A suspected Russian-linked threat actor has an ongoing cybercriminal operation that utilises device code phishing to target MS 365 accounts in targeted companies.

Based on reports, the malicious activity primarily targets entities in the government, NGOs, IT services and technology, defence, telecommunications, health, and energy/oil and gas sectors. Moreover, these targeted institutions are commonly based in Europe, North America, Africa, and the Middle East.

The researchers who track the threat actors behind this new campaign claim that the attackers are members of Storm-237.

Based on interests, victimology, and tradecraft, the researchers are confident that the activity is linked to this nation-state operation and is aligned with Russian interests.

 

The device code phishing attacks could target users who use various devices.

 

The device code phishing attacks commonly include input-constrained devices, such as smart TVs and some IoTs, which use a code authentication flow to allow users to sign into an app by typing an authorisation code on a separate device, such as a smartphone or computer.

Since August last year, Microsoft researchers have noticed that Storm-2372 has abused this authentication flow by tricking users into providing attacker-generated device numbers on legitimate sign-in sites.

Moreover, the threat actors launch the attack after falsely posing as a prominent person relevant to the target via messaging platforms such as WhatsApp, Signal, and Microsoft Teams.

The attack process also includes threat actors who progressively build rapport before sending a bogus online meeting invitation via email or messaging. According to the researchers, the victim received a Teams meeting invitation in one instance that included a device code generated by the attacker.

Furthermore, the invitations entice users to complete a device code authentication request that simulates the messaging service’s experience, which grants Storm-2372 initial access to victim accounts and enables Graph API data collection operations.

This tactic also allows the hackers to access the victim’s Microsoft services without requiring a password for as long as the stolen tokens are valid.
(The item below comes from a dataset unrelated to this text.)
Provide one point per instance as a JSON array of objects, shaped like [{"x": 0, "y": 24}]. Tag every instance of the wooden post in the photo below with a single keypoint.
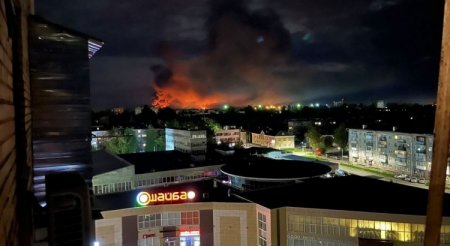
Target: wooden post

However, the company claims the attacker now uses a specific client ID for Microsoft Authentication Broker during the device code sign-in flow, allowing them to issue fresh tokens.

This activity could breed new attacks and persistence opportunities for other illegal activities, as the threat actor can utilise the client ID to register devices with Entra ID, Microsoft’s cloud-based identity and access management product.

Therefore, users should be careful of these new phishing activities to avoid falling victim to such attacks.